Effect of Mechanical-Chemical Modification Process on Mercury Removal of Bromine Modified Fly Ash

As a new modification method, mechanochemistry features the remarkable advantages of simple operation process, low energy consumption, easy chemical modification, and suitability for industrialization. In this work, the coal-fired byproduct fly ash was modified by a mechanical-chemical method through omnidirectional planetary ball mill. The effect of the mechanical-chemical modification process parameters on the performance of mercury removal and physicochemical properties of the fly ash and the relationship between the mercury removal efficiency and the physicochemical properties were studied. The experimental results showed that, under the condition of single mechanical ball milling, the mercury removal efficiency of fly ash (FA) was slightly higher than that of raw FA. After being modified by NaBr, the mercury removal efficiency of FA increased considerably with the increase of ball milling time and speed and decreased with the increase of the size of the grinding ball. However, it was no longer significantly improved with further increasing the ball milling time and speed owing to the limited unburned carbon content in FA. The best modification process parameters were determined from the ball milling time of 1 h, the ball milling speed of 400 rpm, and the ball size of 5 mm.

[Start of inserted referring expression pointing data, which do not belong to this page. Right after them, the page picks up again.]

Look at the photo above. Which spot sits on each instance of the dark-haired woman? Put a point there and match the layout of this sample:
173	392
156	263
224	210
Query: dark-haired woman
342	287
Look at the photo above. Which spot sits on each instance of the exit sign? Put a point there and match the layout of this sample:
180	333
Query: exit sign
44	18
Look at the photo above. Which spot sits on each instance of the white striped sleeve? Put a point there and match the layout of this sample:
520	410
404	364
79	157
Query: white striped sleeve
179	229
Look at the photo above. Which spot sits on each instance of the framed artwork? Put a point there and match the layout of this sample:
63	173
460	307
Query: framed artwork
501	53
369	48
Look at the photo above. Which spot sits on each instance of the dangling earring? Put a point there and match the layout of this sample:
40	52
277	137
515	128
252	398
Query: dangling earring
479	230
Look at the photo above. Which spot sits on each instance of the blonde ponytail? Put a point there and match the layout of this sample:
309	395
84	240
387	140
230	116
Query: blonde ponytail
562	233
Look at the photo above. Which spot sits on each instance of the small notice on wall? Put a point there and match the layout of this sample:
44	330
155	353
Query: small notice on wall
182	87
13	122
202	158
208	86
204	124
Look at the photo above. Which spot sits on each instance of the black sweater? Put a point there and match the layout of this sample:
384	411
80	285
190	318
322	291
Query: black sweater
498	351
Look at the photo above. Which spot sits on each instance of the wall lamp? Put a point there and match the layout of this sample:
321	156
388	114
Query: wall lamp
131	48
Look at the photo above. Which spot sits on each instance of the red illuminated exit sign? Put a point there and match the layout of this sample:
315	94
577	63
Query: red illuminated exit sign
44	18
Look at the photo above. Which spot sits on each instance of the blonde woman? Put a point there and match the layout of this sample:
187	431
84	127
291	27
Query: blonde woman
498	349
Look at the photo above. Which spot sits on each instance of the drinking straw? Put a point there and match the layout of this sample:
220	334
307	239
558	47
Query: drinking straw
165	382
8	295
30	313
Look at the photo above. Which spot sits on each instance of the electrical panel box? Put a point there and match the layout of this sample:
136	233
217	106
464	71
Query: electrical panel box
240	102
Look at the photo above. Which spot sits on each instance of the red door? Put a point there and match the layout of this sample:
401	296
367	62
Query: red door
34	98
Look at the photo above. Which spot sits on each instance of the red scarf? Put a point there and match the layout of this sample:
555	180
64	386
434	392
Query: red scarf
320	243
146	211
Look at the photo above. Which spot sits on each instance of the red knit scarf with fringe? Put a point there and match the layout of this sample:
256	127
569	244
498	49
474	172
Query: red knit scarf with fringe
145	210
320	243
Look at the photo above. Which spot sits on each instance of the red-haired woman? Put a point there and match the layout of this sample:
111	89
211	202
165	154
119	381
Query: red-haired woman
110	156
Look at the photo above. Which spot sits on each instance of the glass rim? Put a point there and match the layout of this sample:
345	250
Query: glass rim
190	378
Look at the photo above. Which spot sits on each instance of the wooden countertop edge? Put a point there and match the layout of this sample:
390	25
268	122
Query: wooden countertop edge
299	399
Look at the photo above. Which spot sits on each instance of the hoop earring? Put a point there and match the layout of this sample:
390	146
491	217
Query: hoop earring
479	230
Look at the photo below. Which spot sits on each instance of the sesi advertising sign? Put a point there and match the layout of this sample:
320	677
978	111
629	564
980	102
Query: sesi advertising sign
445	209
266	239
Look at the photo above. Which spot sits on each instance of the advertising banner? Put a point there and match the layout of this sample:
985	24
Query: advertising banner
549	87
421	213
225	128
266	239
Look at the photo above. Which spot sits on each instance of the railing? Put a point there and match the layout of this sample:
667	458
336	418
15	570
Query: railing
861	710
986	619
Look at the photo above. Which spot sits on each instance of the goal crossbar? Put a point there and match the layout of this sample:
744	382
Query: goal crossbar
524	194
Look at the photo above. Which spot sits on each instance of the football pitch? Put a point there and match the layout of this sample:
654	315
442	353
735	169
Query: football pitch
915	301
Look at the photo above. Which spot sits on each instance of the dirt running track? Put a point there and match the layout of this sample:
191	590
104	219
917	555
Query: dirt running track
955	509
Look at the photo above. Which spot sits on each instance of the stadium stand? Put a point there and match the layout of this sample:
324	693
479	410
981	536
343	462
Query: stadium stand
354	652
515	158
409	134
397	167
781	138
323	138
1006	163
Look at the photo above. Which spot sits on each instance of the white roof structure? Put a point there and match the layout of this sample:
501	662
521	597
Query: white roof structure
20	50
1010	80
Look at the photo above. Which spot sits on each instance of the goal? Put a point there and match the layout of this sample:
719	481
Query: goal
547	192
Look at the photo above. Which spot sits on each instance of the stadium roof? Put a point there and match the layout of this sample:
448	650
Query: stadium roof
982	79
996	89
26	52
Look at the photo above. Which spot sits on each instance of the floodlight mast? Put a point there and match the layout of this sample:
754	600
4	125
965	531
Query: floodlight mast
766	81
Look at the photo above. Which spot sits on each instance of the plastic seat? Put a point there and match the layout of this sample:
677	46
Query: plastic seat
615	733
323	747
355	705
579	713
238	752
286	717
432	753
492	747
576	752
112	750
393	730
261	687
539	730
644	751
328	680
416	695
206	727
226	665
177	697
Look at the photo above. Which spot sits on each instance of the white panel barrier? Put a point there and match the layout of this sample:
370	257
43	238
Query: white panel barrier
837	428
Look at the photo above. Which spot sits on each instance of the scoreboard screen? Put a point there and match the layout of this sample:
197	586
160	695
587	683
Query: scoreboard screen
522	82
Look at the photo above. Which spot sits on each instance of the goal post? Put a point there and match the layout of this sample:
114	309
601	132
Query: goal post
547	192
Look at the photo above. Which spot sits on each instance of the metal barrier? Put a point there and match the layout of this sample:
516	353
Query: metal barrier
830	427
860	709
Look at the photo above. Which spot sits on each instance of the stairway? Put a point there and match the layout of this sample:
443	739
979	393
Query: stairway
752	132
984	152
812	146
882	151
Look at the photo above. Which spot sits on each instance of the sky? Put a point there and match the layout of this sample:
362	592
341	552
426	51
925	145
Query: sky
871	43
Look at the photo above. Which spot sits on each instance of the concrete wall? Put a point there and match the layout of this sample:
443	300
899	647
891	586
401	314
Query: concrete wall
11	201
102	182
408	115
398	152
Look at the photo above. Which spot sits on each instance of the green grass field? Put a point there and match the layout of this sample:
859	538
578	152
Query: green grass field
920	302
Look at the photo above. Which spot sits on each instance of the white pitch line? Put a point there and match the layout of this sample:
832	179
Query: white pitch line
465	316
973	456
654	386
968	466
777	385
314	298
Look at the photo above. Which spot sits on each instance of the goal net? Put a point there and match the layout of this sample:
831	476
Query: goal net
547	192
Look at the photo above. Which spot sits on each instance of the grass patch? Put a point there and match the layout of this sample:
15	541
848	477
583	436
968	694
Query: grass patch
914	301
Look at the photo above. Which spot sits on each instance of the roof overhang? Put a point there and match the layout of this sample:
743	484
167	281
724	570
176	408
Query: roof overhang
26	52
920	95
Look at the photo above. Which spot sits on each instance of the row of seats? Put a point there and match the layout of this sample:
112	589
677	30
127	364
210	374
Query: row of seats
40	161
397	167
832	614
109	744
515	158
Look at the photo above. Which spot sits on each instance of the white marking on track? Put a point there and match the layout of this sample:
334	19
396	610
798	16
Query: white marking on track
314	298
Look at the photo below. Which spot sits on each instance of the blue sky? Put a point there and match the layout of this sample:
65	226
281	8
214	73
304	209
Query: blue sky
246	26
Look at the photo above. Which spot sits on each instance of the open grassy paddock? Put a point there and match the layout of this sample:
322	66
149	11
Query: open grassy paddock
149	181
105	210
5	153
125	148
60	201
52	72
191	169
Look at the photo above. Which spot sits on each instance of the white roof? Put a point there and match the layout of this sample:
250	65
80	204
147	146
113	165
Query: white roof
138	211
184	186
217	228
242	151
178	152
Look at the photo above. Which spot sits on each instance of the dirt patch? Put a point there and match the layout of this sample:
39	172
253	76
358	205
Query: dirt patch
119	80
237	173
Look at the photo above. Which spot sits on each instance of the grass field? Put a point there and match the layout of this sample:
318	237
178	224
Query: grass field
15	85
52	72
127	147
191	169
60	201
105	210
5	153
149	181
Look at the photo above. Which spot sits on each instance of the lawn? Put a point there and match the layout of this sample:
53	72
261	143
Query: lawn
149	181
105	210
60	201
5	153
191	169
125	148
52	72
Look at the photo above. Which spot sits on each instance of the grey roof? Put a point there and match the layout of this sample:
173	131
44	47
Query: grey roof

The characterization results showed that there was no big difference in physical properties of FA between various mechanical-chemical modification processes. However, the content of carbonyl and carboxyl/ester groups and C-Br covalent groups on modified FA demonstrated a key role in promoting mercury removal performance. The contents of carbonyl and carboxyl/ester groups and C-Br covalent groups were positively proportional to the mercury removal rate, and they were consumed during mercury adsorption. The results confirmed that the improvement of mercury removal efficiency of modified FA was dominated mainly by the surface chemical properties. Compared with the carbonyl and carboxyl/ester groups, the C-Br covalent group was the major chemisorption site of Hg-0.